On Fri, Apr 05, 2024 at 10:33:27AM +0300, Ants Aasma wrote:
> The main issue I saw was that clang was able to peel off the first
> iteration of the loop and then eliminate the mask assignment and
> replace masked load with a memory operand for vpopcnt. I was not able
> to convince gcc to do that regardless of optimization options.
> Generated code for the inner loop:
> 
> clang:
> <L2>:
>       50:      add rdx, 64
>       54:      cmp rdx, rdi
>       57:      jae <L1>
>       59:      vpopcntq zmm1, zmmword ptr [rdx]

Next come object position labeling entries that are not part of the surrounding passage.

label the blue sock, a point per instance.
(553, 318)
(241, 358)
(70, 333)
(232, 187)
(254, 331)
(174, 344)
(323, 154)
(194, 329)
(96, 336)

>       5f:      vpaddq zmm0, zmm1, zmm0
>       65:      jmp <L2>
> 
> gcc:
> <L1>:
>       38:      kmovq k1, rdx
>       3d:      vmovdqu8 zmm0 {k1} {z}, zmmword ptr [rax]
>       43:      add rax, 64
>       47:      mov rdx, -1
>       4e:      vpopcntq zmm0, zmm0
>       54:      vpaddq zmm0, zmm0, zmm1
>       5a:      vmovdqa64 zmm1, zmm0
>       60:      cmp rax, rsi
>       63:      jb <L1>
> 
> I'm not sure how much that matters in practice. Attached is a patch to
> do this manually giving essentially the same result in gcc. As most
> distro packages are built using gcc I think it would make sense to
> have the extra code if it gives a noticeable benefit for large cases.
Yeah, I did see this, but I also wasn't sure if it was worth further
complicating the code.  I can test with and without your fix and see if it
makes any difference in the benchmarks.
-- 
Nathan Bossart
Amazon Web Services: https://aws.amazon.com